Functional-form RCR¶
When you have (x, y) data and want to fit a model y = f(x, params)
while rejecting outliers, use FunctionalForm + set_parametric_model.
Minimal example: linear fit¶
import numpy as np
import rcrpy
# Linear data with one-sided outliers
rng = np.random.default_rng(0)
x = np.linspace(-5, 5, 100)
y = 2.0 + 1.5 * x + rng.normal(0, 0.3, size=x.size)
out = rng.choice(x.size, size=20, replace=False)
y[out] += rng.normal(15, 5, size=20) # outliers
# 1. Define the model and its partial derivatives w.r.t. each parameter.
def linear(x, params):
return params[0] + params[1] * x
def d_linear_b(x, params):
return 1.0 # df/d(params[0])
def d_linear_m(x, params):
return x # df/d(params[1])
# 2. Build the FunctionalForm with an initial-guess parameter vector.
model = rcrpy.FunctionalForm(
linear, x, y, [d_linear_b, d_linear_m], guess=[0.0, 0.0],
)
# 3. Run RCR with the model attached.
r = rcrpy.RCR(rcrpy.RejectionTech.LS_MODE_68)
r.set_parametric_model(model)
r.perform_rejection(y.tolist())
# 4. Inspect results.
b, m = model.result.parameters
print(f"intercept = {b:.3f} (truth 2.0)")
print(f"slope = {m:.3f} (truth 1.5)")
print(f"kept {int(r.result.flags.sum())} / {len(y)} points")
Other model shapes¶
The model function and its partial derivatives can be any Python callables.
Examples (mirrors of ../../cpp/src/functional_calc_test.py):
Quadratic with pivot¶
def quad(x, params):
a0, a1, a2 = params
p = rcrpy.FunctionalForm.pivot
return a0 + a1 * (x - p) + a2 * (x - p)**2
def d_quad_a0(x, params): return 1.0
def d_quad_a1(x, params): return x - rcrpy.FunctionalForm.pivot
def d_quad_a2(x, params): return (x - rcrpy.FunctionalForm.pivot)**2
model = rcrpy.FunctionalForm(quad, x, y,
[d_quad_a0, d_quad_a1, d_quad_a2],
guess=[0.0, 0.0, 0.0])
Power-law (with optional pivot search — see advanced_functional.md)¶
def powerlaw(x, params):
a0, a1 = params
return a0 * (x / 10**rcrpy.FunctionalForm.pivot) ** a1
def d_pl_a0(x, params):
return (x / 10**rcrpy.FunctionalForm.pivot) ** params[1]
def d_pl_a1(x, params):
return powerlaw(x, params) * np.log(x / 10**rcrpy.FunctionalForm.pivot)
With error bars¶
sigma_y = np.full(y.size, 0.3) # per-point measurement uncertainties
model = rcrpy.FunctionalForm(
linear, x, y, [d_linear_b, d_linear_m],
guess=[0.0, 0.0],
error_y=sigma_y,
)
When error_y is provided, model.result.parameter_uncertainties is
populated from the post-fit Jacobian covariance.
With weights¶
weights = np.ones(x.size)
weights[outlier_indices] = 0.1 # downweight known-suspect points
model = rcrpy.FunctionalForm(
linear, x, y, [d_linear_b, d_linear_m],
guess=[0.0, 0.0],
weights=weights,
)
r.perform_rejection(y.tolist(), w=weights.tolist())

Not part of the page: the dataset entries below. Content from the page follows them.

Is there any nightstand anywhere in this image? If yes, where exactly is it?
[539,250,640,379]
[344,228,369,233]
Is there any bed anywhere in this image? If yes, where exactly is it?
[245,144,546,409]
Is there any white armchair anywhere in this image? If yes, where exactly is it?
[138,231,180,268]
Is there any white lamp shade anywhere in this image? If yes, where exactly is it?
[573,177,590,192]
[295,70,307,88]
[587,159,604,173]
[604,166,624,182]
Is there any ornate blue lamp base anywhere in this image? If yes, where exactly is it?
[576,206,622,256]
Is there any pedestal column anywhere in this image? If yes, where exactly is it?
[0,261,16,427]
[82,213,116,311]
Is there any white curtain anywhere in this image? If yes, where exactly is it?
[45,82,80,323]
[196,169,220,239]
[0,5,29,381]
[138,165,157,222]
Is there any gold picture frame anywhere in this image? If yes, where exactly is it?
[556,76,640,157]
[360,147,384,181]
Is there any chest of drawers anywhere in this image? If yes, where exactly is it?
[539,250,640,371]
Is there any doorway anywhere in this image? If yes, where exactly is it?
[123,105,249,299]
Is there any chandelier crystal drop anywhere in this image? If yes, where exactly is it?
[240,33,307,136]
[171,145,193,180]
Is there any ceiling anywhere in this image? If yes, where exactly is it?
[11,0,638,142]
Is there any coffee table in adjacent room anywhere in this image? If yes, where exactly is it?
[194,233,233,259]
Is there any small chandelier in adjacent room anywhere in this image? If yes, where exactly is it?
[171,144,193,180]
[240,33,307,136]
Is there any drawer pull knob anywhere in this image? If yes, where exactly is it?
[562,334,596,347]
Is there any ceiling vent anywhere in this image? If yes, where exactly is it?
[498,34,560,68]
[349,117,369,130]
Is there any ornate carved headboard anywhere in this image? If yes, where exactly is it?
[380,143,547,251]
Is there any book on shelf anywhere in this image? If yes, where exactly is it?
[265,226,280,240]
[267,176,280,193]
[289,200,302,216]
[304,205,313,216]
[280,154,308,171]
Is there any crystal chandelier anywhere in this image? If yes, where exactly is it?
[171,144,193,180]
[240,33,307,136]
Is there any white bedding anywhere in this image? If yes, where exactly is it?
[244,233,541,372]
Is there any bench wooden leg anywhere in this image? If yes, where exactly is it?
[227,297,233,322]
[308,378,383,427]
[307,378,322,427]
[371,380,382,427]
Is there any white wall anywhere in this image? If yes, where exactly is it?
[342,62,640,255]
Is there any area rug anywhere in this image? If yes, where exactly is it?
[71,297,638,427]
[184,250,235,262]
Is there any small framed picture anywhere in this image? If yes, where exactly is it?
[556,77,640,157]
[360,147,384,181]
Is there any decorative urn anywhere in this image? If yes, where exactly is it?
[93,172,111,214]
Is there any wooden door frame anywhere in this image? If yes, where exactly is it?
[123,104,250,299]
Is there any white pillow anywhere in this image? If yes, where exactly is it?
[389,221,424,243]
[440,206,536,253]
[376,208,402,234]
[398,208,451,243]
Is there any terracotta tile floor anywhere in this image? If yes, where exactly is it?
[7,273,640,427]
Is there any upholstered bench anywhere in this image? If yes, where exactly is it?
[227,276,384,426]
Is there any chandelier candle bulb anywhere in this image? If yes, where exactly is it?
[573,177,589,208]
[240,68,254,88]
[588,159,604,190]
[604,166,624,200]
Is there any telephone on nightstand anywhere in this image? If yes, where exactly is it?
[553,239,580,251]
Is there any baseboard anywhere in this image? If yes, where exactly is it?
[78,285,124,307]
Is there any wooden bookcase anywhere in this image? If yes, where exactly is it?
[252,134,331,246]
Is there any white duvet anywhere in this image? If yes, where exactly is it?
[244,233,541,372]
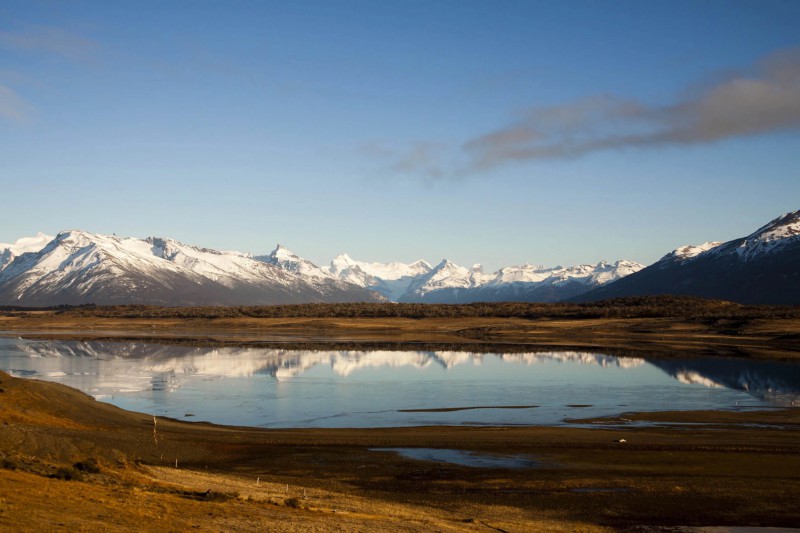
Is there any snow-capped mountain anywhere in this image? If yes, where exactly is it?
[328,254,431,302]
[576,211,800,304]
[0,233,53,270]
[0,230,382,306]
[659,242,721,268]
[329,254,644,303]
[253,244,338,280]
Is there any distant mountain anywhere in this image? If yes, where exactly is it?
[0,233,53,270]
[328,254,431,302]
[0,231,383,306]
[25,211,800,306]
[328,254,644,303]
[575,211,800,305]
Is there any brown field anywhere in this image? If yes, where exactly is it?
[0,297,800,360]
[0,300,800,532]
[0,368,800,531]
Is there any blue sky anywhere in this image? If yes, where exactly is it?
[0,0,800,270]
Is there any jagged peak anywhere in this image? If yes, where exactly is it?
[659,241,720,262]
[269,243,300,260]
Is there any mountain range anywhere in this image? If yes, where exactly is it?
[0,211,800,306]
[574,211,800,305]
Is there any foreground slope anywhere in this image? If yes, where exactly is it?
[576,211,800,305]
[0,231,381,306]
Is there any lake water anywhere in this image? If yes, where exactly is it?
[0,337,800,428]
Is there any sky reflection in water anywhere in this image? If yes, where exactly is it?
[0,338,800,427]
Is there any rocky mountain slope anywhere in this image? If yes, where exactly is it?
[0,231,383,306]
[575,211,800,305]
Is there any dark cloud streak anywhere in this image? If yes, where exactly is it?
[376,48,800,179]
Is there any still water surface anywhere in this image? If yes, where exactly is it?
[0,338,800,428]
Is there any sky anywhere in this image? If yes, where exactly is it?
[0,0,800,271]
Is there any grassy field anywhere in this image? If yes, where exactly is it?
[0,366,800,531]
[0,298,800,532]
[0,297,800,359]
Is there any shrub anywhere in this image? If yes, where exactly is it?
[72,457,100,474]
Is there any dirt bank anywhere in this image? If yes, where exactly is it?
[0,373,800,531]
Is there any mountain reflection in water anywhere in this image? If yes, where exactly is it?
[0,338,800,427]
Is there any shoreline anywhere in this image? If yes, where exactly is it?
[0,312,800,361]
[0,306,800,532]
[0,356,800,532]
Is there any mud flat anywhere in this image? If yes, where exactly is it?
[0,373,800,531]
[0,308,800,360]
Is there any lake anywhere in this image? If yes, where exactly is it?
[0,337,800,428]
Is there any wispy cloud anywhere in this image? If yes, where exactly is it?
[374,48,800,178]
[0,85,32,122]
[0,25,100,61]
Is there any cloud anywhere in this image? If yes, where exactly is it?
[462,49,800,171]
[359,141,447,181]
[374,48,800,179]
[0,25,100,61]
[0,85,32,122]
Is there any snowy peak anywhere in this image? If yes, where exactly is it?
[0,230,381,306]
[659,242,721,264]
[253,244,336,280]
[736,210,800,260]
[0,232,53,270]
[328,253,431,281]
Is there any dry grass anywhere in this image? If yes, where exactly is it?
[0,368,800,531]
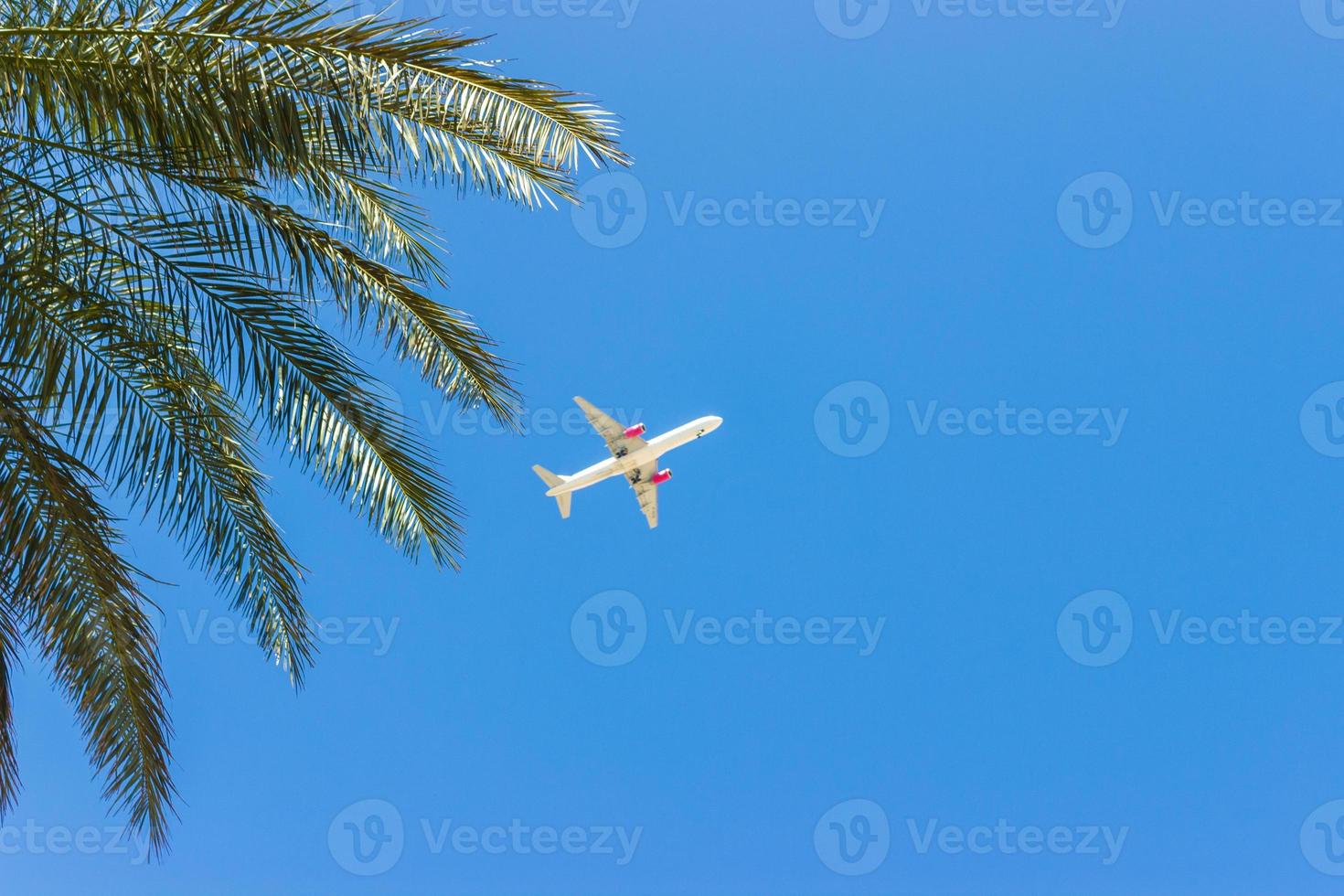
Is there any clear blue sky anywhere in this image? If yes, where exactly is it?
[16,0,1344,895]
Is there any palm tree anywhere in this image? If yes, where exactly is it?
[0,0,629,853]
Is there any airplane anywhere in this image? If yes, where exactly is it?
[532,395,723,529]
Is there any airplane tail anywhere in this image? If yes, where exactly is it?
[532,464,574,520]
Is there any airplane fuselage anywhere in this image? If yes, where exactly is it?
[546,416,723,498]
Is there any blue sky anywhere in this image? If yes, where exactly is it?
[13,0,1344,893]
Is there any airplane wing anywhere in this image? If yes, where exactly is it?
[625,462,658,529]
[574,395,645,459]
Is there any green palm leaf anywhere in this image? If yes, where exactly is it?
[0,0,629,850]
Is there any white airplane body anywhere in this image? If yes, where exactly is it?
[532,395,723,529]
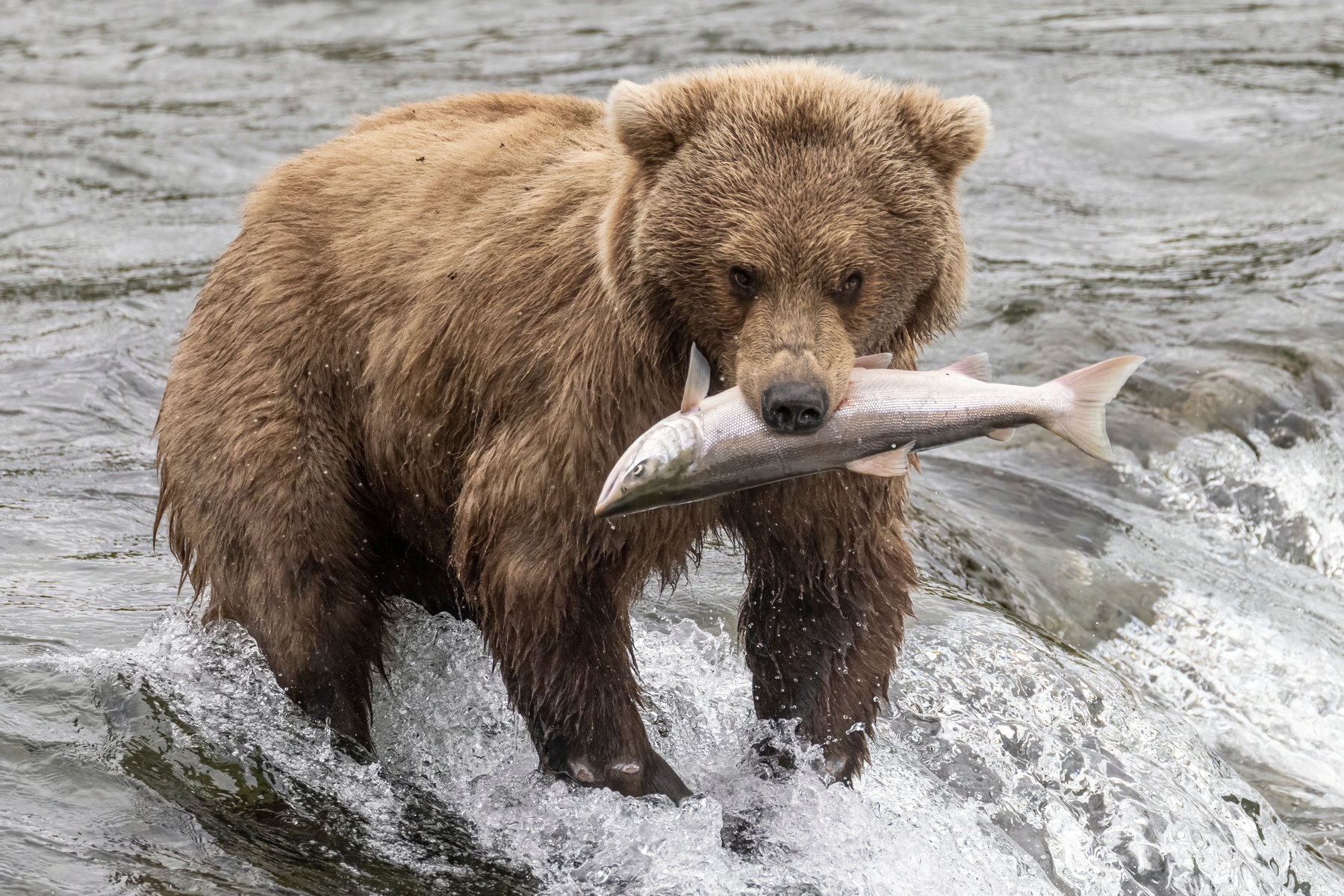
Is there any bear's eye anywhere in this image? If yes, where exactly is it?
[840,270,863,301]
[729,267,756,298]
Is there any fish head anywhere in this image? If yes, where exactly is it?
[593,412,703,517]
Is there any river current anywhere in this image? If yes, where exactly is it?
[0,0,1344,896]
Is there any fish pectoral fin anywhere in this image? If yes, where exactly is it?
[844,442,915,476]
[682,343,709,414]
[942,352,989,383]
[853,352,891,371]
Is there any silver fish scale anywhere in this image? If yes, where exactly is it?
[676,371,1068,497]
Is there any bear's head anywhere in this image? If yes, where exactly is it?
[602,62,989,432]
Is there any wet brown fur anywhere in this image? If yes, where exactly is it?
[156,63,986,797]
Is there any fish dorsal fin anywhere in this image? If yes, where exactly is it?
[682,343,709,414]
[942,352,989,382]
[853,352,891,371]
[844,442,915,476]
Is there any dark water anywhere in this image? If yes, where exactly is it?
[0,0,1344,896]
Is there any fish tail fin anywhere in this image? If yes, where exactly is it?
[1045,355,1144,461]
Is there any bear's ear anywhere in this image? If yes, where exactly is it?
[897,86,989,181]
[606,81,685,165]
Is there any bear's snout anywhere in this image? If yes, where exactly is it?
[761,380,830,434]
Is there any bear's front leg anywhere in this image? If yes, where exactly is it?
[453,441,691,803]
[729,473,915,782]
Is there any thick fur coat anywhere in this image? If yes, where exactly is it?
[156,63,988,799]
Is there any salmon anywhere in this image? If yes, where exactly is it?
[594,345,1144,517]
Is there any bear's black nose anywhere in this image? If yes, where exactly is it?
[761,382,827,432]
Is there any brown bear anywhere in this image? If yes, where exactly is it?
[155,62,988,800]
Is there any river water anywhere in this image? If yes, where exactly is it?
[0,0,1344,896]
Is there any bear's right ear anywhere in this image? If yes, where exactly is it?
[606,81,685,165]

Multi-dimensional independent variable (ND)¶
# x is shape (N, 2) — two independent variables per data point
x = np.column_stack([x1, x2])
def f_nd(xv, params):
return params[0] + params[1] * xv[0] + params[2] * xv[1]
def d_nd_p0(xv, params): return 1.0
def d_nd_p1(xv, params): return xv[0]
def d_nd_p2(xv, params): return xv[1]
model = rcrpy.FunctionalForm(f_nd, x, y, [d_nd_p0, d_nd_p1, d_nd_p2],
guess=[0.0, 0.0, 0.0])
The ND detection is automatic — if x.ndim == 2, the ND code path
activates and the model function receives a vector xv instead of a
scalar.
Performance¶
rcrpy’s functional-form path is significantly FASTER than the C++
on this kind of workload — typically 80×–6000× depending on N — because
scipy’s nonlinear-least-squares solver makes far fewer Python↔C++
callback round-trips than the C++’s hand-rolled Gauss-Newton solver.
Reproduce with ../benchmarks/diagnostics_functional.py.